State v. Rand, 238 Iowa 250, 263 to 273, 25 N.W.2d 800, 170 A.L.R. 289, considers this proposition in some detail and cites many authorities in support of the foregoing rule. See also Annotation in 170 A.L.R. 306.
*920 The evidence in question was admissible for the purpose, also, of showing the intent or guilty knowledge of defendant in buying the movie projector. State v. Boyd, 195 Iowa 1091, 1094, 191 N.W. 84, 86, held the admission over objections of evidence to show defendant received stolen property at times subsequent to that charged in the indictment, was not error. "We have frequently held that evidence of a similar transaction is admissible for the purpose of showing guilty knowledge on the part of the defendant that the goods which he received or concealed had been stolen." See also State v. Baugh, 200 Iowa 1225, 206 N.W. 250.
The trial court recognized this rule and Instruction 8 stated such evidence, "may be considered by you only for the purpose of aiding you to determine the intent with which defendant committed the acts charged in the indictment, * * *."
III. Defendant predicates error upon the foregoing Instruction 8, for that the indictment charged acts committed in October, 1956, and the alleged similar acts four months later were remote in time and wholly disconnected from such former acts. We have already held the evidence was admissible for the limited purpose stated in Instruction 8 and also without such limitation. Hence, Instruction 8 was more favorable to defendant than he was entitled to have given.

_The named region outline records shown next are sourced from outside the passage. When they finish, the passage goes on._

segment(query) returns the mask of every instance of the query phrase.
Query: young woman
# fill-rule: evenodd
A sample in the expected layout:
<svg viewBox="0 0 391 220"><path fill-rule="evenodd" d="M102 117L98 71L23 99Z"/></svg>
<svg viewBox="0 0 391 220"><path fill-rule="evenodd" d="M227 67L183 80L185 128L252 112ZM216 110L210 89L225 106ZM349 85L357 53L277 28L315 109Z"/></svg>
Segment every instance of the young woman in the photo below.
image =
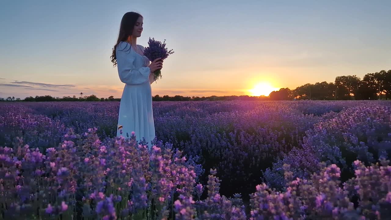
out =
<svg viewBox="0 0 391 220"><path fill-rule="evenodd" d="M145 48L137 44L143 31L143 17L135 12L127 12L122 17L117 43L111 56L117 65L120 79L125 83L121 102L117 137L129 137L135 132L136 139L143 137L152 148L155 137L151 84L154 80L153 73L163 67L158 58L150 63L144 56Z"/></svg>

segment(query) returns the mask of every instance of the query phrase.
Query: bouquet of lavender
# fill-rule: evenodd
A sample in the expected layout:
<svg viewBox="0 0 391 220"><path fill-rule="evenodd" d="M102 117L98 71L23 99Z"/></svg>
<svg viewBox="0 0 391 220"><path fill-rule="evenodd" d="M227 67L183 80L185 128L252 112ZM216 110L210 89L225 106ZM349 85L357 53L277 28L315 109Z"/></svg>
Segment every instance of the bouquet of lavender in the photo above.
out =
<svg viewBox="0 0 391 220"><path fill-rule="evenodd" d="M148 40L148 46L145 47L144 51L144 55L146 56L151 61L156 59L160 58L162 60L165 59L169 55L174 53L172 50L168 50L166 47L166 40L163 43L156 40L154 38ZM154 73L154 79L156 80L160 76L161 78L161 72L159 69Z"/></svg>

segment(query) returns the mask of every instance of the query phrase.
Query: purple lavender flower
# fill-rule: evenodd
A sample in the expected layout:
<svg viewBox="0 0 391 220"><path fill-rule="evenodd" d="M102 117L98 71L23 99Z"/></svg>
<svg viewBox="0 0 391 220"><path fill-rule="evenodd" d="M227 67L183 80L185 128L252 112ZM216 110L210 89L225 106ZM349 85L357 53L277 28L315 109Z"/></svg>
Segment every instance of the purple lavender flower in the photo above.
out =
<svg viewBox="0 0 391 220"><path fill-rule="evenodd" d="M149 38L148 41L148 46L145 47L144 55L151 61L159 58L163 60L165 60L169 55L174 53L172 50L168 50L166 47L165 41L166 40L165 40L162 43L161 41L155 40L154 38L151 39ZM159 76L161 78L161 72L160 69L155 71L154 74L154 79L157 79Z"/></svg>

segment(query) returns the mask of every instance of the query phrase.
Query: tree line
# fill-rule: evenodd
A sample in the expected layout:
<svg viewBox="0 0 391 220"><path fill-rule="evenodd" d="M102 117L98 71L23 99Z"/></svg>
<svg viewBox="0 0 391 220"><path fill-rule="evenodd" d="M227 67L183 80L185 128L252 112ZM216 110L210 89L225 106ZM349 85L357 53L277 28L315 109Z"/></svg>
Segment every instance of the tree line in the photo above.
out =
<svg viewBox="0 0 391 220"><path fill-rule="evenodd" d="M334 83L307 83L291 90L280 89L270 100L373 100L391 98L391 70L368 73L362 79L355 75L335 78Z"/></svg>
<svg viewBox="0 0 391 220"><path fill-rule="evenodd" d="M82 93L81 93L82 94ZM355 75L338 76L334 82L324 81L314 84L307 83L294 90L283 88L274 91L269 96L183 96L168 95L152 97L152 101L231 101L231 100L374 100L391 99L391 70L386 71L368 73L362 79ZM62 98L50 96L30 96L24 99L14 97L6 99L0 98L0 101L120 101L112 96L107 98L99 98L95 95L77 97L63 96Z"/></svg>

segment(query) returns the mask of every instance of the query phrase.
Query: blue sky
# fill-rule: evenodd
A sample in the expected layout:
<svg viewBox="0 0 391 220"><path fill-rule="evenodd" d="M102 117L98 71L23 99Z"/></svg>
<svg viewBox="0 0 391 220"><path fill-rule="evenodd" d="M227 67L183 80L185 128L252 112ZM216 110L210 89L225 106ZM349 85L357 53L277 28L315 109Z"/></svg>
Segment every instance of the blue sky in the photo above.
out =
<svg viewBox="0 0 391 220"><path fill-rule="evenodd" d="M152 95L249 94L391 69L389 1L18 1L0 5L0 97L120 97L109 57L121 19L167 39ZM212 2L211 3L210 2Z"/></svg>

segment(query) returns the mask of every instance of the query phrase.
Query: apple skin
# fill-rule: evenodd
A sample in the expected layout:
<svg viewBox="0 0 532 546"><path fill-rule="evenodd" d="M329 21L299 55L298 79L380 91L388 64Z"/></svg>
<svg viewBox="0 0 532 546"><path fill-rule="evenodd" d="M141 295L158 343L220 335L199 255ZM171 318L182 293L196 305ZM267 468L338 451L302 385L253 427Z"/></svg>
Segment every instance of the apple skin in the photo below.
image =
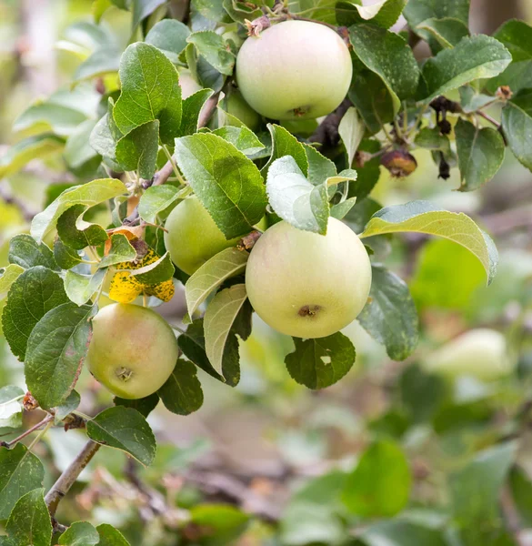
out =
<svg viewBox="0 0 532 546"><path fill-rule="evenodd" d="M93 318L87 366L116 396L135 399L156 392L170 377L177 357L172 329L151 309L115 303Z"/></svg>
<svg viewBox="0 0 532 546"><path fill-rule="evenodd" d="M331 28L285 21L248 37L236 57L236 83L249 106L271 119L309 119L346 97L353 66Z"/></svg>
<svg viewBox="0 0 532 546"><path fill-rule="evenodd" d="M190 70L179 70L179 85L181 86L181 98L185 100L203 87L192 77Z"/></svg>
<svg viewBox="0 0 532 546"><path fill-rule="evenodd" d="M169 214L165 227L166 250L172 261L187 275L241 238L227 240L196 196L181 201Z"/></svg>
<svg viewBox="0 0 532 546"><path fill-rule="evenodd" d="M505 337L489 329L459 335L428 355L423 365L427 371L448 378L471 376L484 381L507 375L513 368Z"/></svg>
<svg viewBox="0 0 532 546"><path fill-rule="evenodd" d="M256 131L260 126L260 116L246 102L242 93L236 87L231 89L224 100L225 109L231 116L235 116L252 131ZM231 125L229 123L229 125Z"/></svg>
<svg viewBox="0 0 532 546"><path fill-rule="evenodd" d="M366 305L370 287L364 245L333 217L326 236L275 224L256 243L246 269L256 314L296 338L323 338L347 326Z"/></svg>

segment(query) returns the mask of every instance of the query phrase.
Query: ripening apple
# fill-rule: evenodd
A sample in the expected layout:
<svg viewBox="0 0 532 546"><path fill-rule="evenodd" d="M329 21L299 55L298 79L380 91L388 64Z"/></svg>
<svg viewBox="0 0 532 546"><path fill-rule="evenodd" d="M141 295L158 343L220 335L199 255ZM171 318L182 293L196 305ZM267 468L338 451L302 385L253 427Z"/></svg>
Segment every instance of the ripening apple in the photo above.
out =
<svg viewBox="0 0 532 546"><path fill-rule="evenodd" d="M181 86L181 98L183 98L183 100L188 98L196 91L203 89L203 87L192 77L190 70L187 70L186 68L179 70L179 85Z"/></svg>
<svg viewBox="0 0 532 546"><path fill-rule="evenodd" d="M242 93L233 87L224 99L223 107L231 116L239 119L252 131L256 131L260 126L260 116L244 100ZM229 124L231 122L229 121Z"/></svg>
<svg viewBox="0 0 532 546"><path fill-rule="evenodd" d="M227 240L196 196L181 201L166 218L165 227L166 250L172 261L188 275L241 238Z"/></svg>
<svg viewBox="0 0 532 546"><path fill-rule="evenodd" d="M333 217L325 236L275 224L256 243L246 269L256 314L296 338L323 338L347 326L366 305L370 286L364 245Z"/></svg>
<svg viewBox="0 0 532 546"><path fill-rule="evenodd" d="M249 106L272 119L330 114L346 97L353 66L331 28L285 21L248 37L236 57L236 83Z"/></svg>
<svg viewBox="0 0 532 546"><path fill-rule="evenodd" d="M93 318L87 366L116 396L140 399L156 392L170 377L177 356L172 329L151 309L115 303Z"/></svg>
<svg viewBox="0 0 532 546"><path fill-rule="evenodd" d="M423 364L427 370L447 377L466 375L487 381L507 375L513 368L505 337L489 329L459 335L430 354Z"/></svg>

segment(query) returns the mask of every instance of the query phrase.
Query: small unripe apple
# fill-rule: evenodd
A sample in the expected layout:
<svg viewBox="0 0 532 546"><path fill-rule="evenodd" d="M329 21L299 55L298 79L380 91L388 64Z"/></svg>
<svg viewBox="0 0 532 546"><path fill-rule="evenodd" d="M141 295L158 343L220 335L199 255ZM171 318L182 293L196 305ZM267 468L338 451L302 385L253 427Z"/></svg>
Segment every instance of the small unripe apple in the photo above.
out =
<svg viewBox="0 0 532 546"><path fill-rule="evenodd" d="M425 369L450 378L472 376L481 380L503 377L512 369L505 337L489 329L471 329L430 354Z"/></svg>
<svg viewBox="0 0 532 546"><path fill-rule="evenodd" d="M116 396L140 399L156 392L170 377L177 356L172 329L151 309L115 303L93 318L87 366Z"/></svg>
<svg viewBox="0 0 532 546"><path fill-rule="evenodd" d="M275 224L256 243L246 269L256 314L296 338L323 338L347 326L366 305L370 286L364 245L333 217L325 236Z"/></svg>
<svg viewBox="0 0 532 546"><path fill-rule="evenodd" d="M244 98L272 119L330 114L346 97L352 74L342 38L307 21L286 21L248 37L236 57L236 83Z"/></svg>
<svg viewBox="0 0 532 546"><path fill-rule="evenodd" d="M227 240L196 196L181 201L166 218L165 227L166 250L172 261L188 275L241 238Z"/></svg>
<svg viewBox="0 0 532 546"><path fill-rule="evenodd" d="M179 85L181 86L181 98L183 100L188 98L196 91L203 89L203 87L192 77L190 70L186 70L186 68L179 70Z"/></svg>
<svg viewBox="0 0 532 546"><path fill-rule="evenodd" d="M236 87L233 87L224 99L223 107L252 131L256 131L260 126L260 116L244 100L242 93ZM230 121L228 125L231 125Z"/></svg>

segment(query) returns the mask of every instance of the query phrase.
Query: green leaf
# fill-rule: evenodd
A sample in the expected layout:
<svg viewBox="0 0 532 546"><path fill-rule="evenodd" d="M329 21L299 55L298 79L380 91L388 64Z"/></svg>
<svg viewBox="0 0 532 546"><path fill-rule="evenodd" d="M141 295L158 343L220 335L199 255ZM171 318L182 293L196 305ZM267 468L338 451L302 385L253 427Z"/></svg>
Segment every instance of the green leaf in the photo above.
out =
<svg viewBox="0 0 532 546"><path fill-rule="evenodd" d="M409 284L418 309L467 311L485 278L482 265L464 247L448 239L433 239L421 249Z"/></svg>
<svg viewBox="0 0 532 546"><path fill-rule="evenodd" d="M450 506L462 526L482 525L498 518L498 499L516 457L517 444L507 442L480 451L450 479Z"/></svg>
<svg viewBox="0 0 532 546"><path fill-rule="evenodd" d="M347 165L351 167L355 159L355 154L362 141L366 126L360 117L356 108L349 107L338 126L338 134L347 152Z"/></svg>
<svg viewBox="0 0 532 546"><path fill-rule="evenodd" d="M177 338L177 345L185 356L192 360L198 368L226 385L235 387L240 380L240 362L238 356L238 340L231 332L226 344L224 362L222 363L223 375L220 375L209 362L205 349L205 337L203 331L203 318L195 320L188 325L186 331Z"/></svg>
<svg viewBox="0 0 532 546"><path fill-rule="evenodd" d="M308 181L313 186L319 186L326 181L327 186L332 186L341 180L333 180L336 177L336 166L328 157L320 154L313 146L304 145L306 160L308 161ZM356 173L350 171L356 178ZM268 171L269 172L269 171ZM345 171L346 172L346 171Z"/></svg>
<svg viewBox="0 0 532 546"><path fill-rule="evenodd" d="M192 33L186 41L194 44L197 52L205 60L221 74L231 76L235 67L236 57L227 50L226 40L212 30Z"/></svg>
<svg viewBox="0 0 532 546"><path fill-rule="evenodd" d="M367 93L371 89L371 93ZM349 98L356 106L371 135L382 130L382 125L394 119L394 99L386 84L370 70L353 75Z"/></svg>
<svg viewBox="0 0 532 546"><path fill-rule="evenodd" d="M216 129L213 133L221 136L224 140L230 142L246 156L253 156L265 148L264 144L258 139L256 135L246 126L241 127L226 126Z"/></svg>
<svg viewBox="0 0 532 546"><path fill-rule="evenodd" d="M401 100L414 96L419 80L412 49L400 35L366 24L351 26L349 37L356 56L385 83L394 113L398 112Z"/></svg>
<svg viewBox="0 0 532 546"><path fill-rule="evenodd" d="M95 125L96 122L94 119L84 121L66 140L63 157L71 168L81 168L98 157L98 154L89 143L89 137Z"/></svg>
<svg viewBox="0 0 532 546"><path fill-rule="evenodd" d="M150 28L145 42L160 49L174 65L177 65L179 54L186 47L189 35L188 26L181 21L163 19Z"/></svg>
<svg viewBox="0 0 532 546"><path fill-rule="evenodd" d="M96 49L76 68L74 81L79 83L83 80L117 72L121 53L121 50L115 46Z"/></svg>
<svg viewBox="0 0 532 546"><path fill-rule="evenodd" d="M52 521L44 491L36 489L25 493L11 511L5 531L14 546L50 546Z"/></svg>
<svg viewBox="0 0 532 546"><path fill-rule="evenodd" d="M150 394L143 399L121 399L115 396L113 399L115 406L124 406L125 408L133 408L141 415L146 417L157 407L159 403L159 395L156 392Z"/></svg>
<svg viewBox="0 0 532 546"><path fill-rule="evenodd" d="M291 156L276 159L268 169L268 200L275 212L292 226L325 235L329 217L327 188L312 185Z"/></svg>
<svg viewBox="0 0 532 546"><path fill-rule="evenodd" d="M133 29L135 30L142 21L151 15L166 0L132 0L133 5Z"/></svg>
<svg viewBox="0 0 532 546"><path fill-rule="evenodd" d="M185 285L188 315L192 318L207 296L225 280L242 273L248 258L246 251L225 248L201 266Z"/></svg>
<svg viewBox="0 0 532 546"><path fill-rule="evenodd" d="M16 264L25 269L43 266L60 271L52 250L45 243L37 243L33 237L25 233L15 235L9 241L8 259L9 263Z"/></svg>
<svg viewBox="0 0 532 546"><path fill-rule="evenodd" d="M159 151L159 120L136 127L116 143L116 161L125 170L138 172L142 178L154 176Z"/></svg>
<svg viewBox="0 0 532 546"><path fill-rule="evenodd" d="M96 293L104 278L105 269L98 269L94 275L82 275L74 271L66 271L65 276L65 291L70 301L75 305L85 304Z"/></svg>
<svg viewBox="0 0 532 546"><path fill-rule="evenodd" d="M249 233L262 218L266 198L260 172L232 144L198 133L176 138L175 156L226 238Z"/></svg>
<svg viewBox="0 0 532 546"><path fill-rule="evenodd" d="M346 474L334 470L305 483L290 499L280 521L281 543L341 544L345 510L339 501Z"/></svg>
<svg viewBox="0 0 532 546"><path fill-rule="evenodd" d="M35 326L49 310L66 301L63 279L50 269L37 266L20 275L11 285L2 312L4 336L15 357L25 359Z"/></svg>
<svg viewBox="0 0 532 546"><path fill-rule="evenodd" d="M70 415L75 410L77 410L81 402L81 397L76 390L73 390L65 399L65 401L55 408L54 422L58 425L66 416Z"/></svg>
<svg viewBox="0 0 532 546"><path fill-rule="evenodd" d="M371 5L358 5L355 4L357 15L355 13L350 17L350 25L370 21L372 25L376 25L384 28L389 28L399 18L407 0L378 0Z"/></svg>
<svg viewBox="0 0 532 546"><path fill-rule="evenodd" d="M507 101L501 121L514 156L532 170L532 91L522 91Z"/></svg>
<svg viewBox="0 0 532 546"><path fill-rule="evenodd" d="M107 240L105 230L98 224L90 224L83 219L85 205L75 205L67 208L57 218L57 235L62 241L76 250L86 247L97 247Z"/></svg>
<svg viewBox="0 0 532 546"><path fill-rule="evenodd" d="M408 22L409 27L417 33L417 25L427 19L445 19L453 17L469 26L469 1L470 0L409 0L403 15ZM433 53L440 50L436 39L430 35L417 33L423 39L428 39Z"/></svg>
<svg viewBox="0 0 532 546"><path fill-rule="evenodd" d="M532 483L530 479L523 469L514 466L508 477L508 486L522 524L529 529L532 524L532 506L530 505Z"/></svg>
<svg viewBox="0 0 532 546"><path fill-rule="evenodd" d="M525 21L506 21L493 37L504 44L512 56L513 63L532 59L532 26Z"/></svg>
<svg viewBox="0 0 532 546"><path fill-rule="evenodd" d="M233 285L218 292L205 312L206 352L209 362L220 375L223 375L224 351L229 331L246 298L246 285Z"/></svg>
<svg viewBox="0 0 532 546"><path fill-rule="evenodd" d="M156 119L164 144L172 145L181 126L181 87L177 70L156 47L137 42L120 59L122 93L113 110L120 131Z"/></svg>
<svg viewBox="0 0 532 546"><path fill-rule="evenodd" d="M350 199L346 199L341 203L336 205L333 205L331 207L331 216L337 220L341 220L344 217L355 207L356 204L356 197L351 197Z"/></svg>
<svg viewBox="0 0 532 546"><path fill-rule="evenodd" d="M424 102L474 80L493 77L511 60L508 50L495 38L485 35L463 38L452 49L443 49L429 58L423 66L428 89Z"/></svg>
<svg viewBox="0 0 532 546"><path fill-rule="evenodd" d="M305 147L285 127L271 123L268 124L267 127L272 136L273 148L268 162L261 171L263 177L266 178L272 163L285 156L292 156L297 167L306 176L308 174L308 159Z"/></svg>
<svg viewBox="0 0 532 546"><path fill-rule="evenodd" d="M489 236L463 213L441 210L428 201L411 201L376 212L360 238L413 231L448 238L470 250L484 267L487 284L497 272L498 253Z"/></svg>
<svg viewBox="0 0 532 546"><path fill-rule="evenodd" d="M125 193L127 188L116 178L101 178L83 186L69 187L43 212L35 215L32 221L31 235L40 243L55 228L59 217L71 207L75 205L94 207Z"/></svg>
<svg viewBox="0 0 532 546"><path fill-rule="evenodd" d="M68 136L85 120L85 114L77 108L37 99L13 122L13 130L25 135L50 131L57 136Z"/></svg>
<svg viewBox="0 0 532 546"><path fill-rule="evenodd" d="M408 366L399 378L401 402L414 423L428 421L446 396L445 379L418 365Z"/></svg>
<svg viewBox="0 0 532 546"><path fill-rule="evenodd" d="M308 389L325 389L341 379L355 363L355 348L340 332L326 338L294 338L296 350L285 364L296 381Z"/></svg>
<svg viewBox="0 0 532 546"><path fill-rule="evenodd" d="M148 187L138 203L138 215L145 222L156 224L157 217L172 205L176 205L181 193L175 186L151 186Z"/></svg>
<svg viewBox="0 0 532 546"><path fill-rule="evenodd" d="M96 531L100 535L98 546L130 546L124 535L108 523L98 525Z"/></svg>
<svg viewBox="0 0 532 546"><path fill-rule="evenodd" d="M176 368L157 394L168 411L189 415L203 404L203 390L196 376L196 366L188 360L177 359Z"/></svg>
<svg viewBox="0 0 532 546"><path fill-rule="evenodd" d="M156 456L156 438L146 419L133 408L115 406L98 413L86 424L88 437L129 453L145 466Z"/></svg>
<svg viewBox="0 0 532 546"><path fill-rule="evenodd" d="M0 269L0 336L3 335L2 311L5 307L5 301L11 285L24 273L20 266L11 264Z"/></svg>
<svg viewBox="0 0 532 546"><path fill-rule="evenodd" d="M48 410L62 404L75 386L91 338L96 309L65 303L48 311L32 331L25 359L31 393Z"/></svg>
<svg viewBox="0 0 532 546"><path fill-rule="evenodd" d="M33 159L57 154L64 147L65 141L49 133L28 136L10 147L0 157L0 177L16 173Z"/></svg>
<svg viewBox="0 0 532 546"><path fill-rule="evenodd" d="M122 233L111 236L111 248L109 253L105 256L98 268L108 268L123 262L133 261L136 258L136 250L132 247L129 239Z"/></svg>
<svg viewBox="0 0 532 546"><path fill-rule="evenodd" d="M444 49L454 47L462 38L469 35L467 25L460 19L426 19L417 25L416 32L427 42L434 38Z"/></svg>
<svg viewBox="0 0 532 546"><path fill-rule="evenodd" d="M88 521L75 521L59 538L59 544L65 546L95 546L100 535Z"/></svg>
<svg viewBox="0 0 532 546"><path fill-rule="evenodd" d="M460 106L466 114L476 112L494 100L493 96L479 93L472 86L464 86L458 91L460 92Z"/></svg>
<svg viewBox="0 0 532 546"><path fill-rule="evenodd" d="M62 269L70 269L82 261L77 250L67 247L59 238L54 241L54 258Z"/></svg>
<svg viewBox="0 0 532 546"><path fill-rule="evenodd" d="M501 167L505 158L503 137L491 127L479 128L461 117L455 126L455 136L462 180L458 189L477 189Z"/></svg>
<svg viewBox="0 0 532 546"><path fill-rule="evenodd" d="M389 518L405 508L411 485L401 449L389 440L376 441L347 477L342 500L350 512L362 518Z"/></svg>
<svg viewBox="0 0 532 546"><path fill-rule="evenodd" d="M183 101L183 116L179 136L186 136L197 131L201 109L213 93L212 89L200 89Z"/></svg>
<svg viewBox="0 0 532 546"><path fill-rule="evenodd" d="M403 520L379 521L360 535L367 546L450 546L442 531Z"/></svg>
<svg viewBox="0 0 532 546"><path fill-rule="evenodd" d="M0 448L0 520L9 517L20 497L42 487L44 479L43 464L24 444Z"/></svg>
<svg viewBox="0 0 532 546"><path fill-rule="evenodd" d="M166 252L155 262L138 269L130 269L129 272L140 283L144 285L155 285L172 278L175 271L176 268L172 263L170 253Z"/></svg>
<svg viewBox="0 0 532 546"><path fill-rule="evenodd" d="M357 320L386 348L390 359L404 360L417 345L419 336L416 305L408 287L380 265L371 268L369 298Z"/></svg>

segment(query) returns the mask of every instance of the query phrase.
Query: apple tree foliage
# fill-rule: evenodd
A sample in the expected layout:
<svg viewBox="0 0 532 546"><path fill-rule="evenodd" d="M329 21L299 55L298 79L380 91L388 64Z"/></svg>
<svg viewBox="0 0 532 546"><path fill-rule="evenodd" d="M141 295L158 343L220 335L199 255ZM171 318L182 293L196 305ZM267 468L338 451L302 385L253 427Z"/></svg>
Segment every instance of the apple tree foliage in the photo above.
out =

IV. Defendant complains the television set, Exhibit A, was admitted in evidence over his objection. It is sufficient to say it was admissible in connection with the evidence of its procurement by the youths and its purchase by defendant.
V. It is contended defendant was prejudiced by insinuations and inferences against defendant in leading and suggestive questions put by the state to certain witnesses. We have examined that part of the record and find this contention unjustified.
VI. A police officer testified for the state, he first saw the television set, Exhibit A, in the Watson home February 12, 1957 and took it into custody. He was then asked, "Can you tell whether or not the Watsons are under indictment for receiving stolen goods?" Over defendant's objections he was permitted to answer, "They are." We agree with defendant this ruling was incorrect. However, we hold error is not sufficient to entitle defendant to a reversal of the judgment of conviction.
The record shows the court conducted the case carefully and ably and that defendant received a fair trial.
All Justices concur except SMITH, J., not sitting.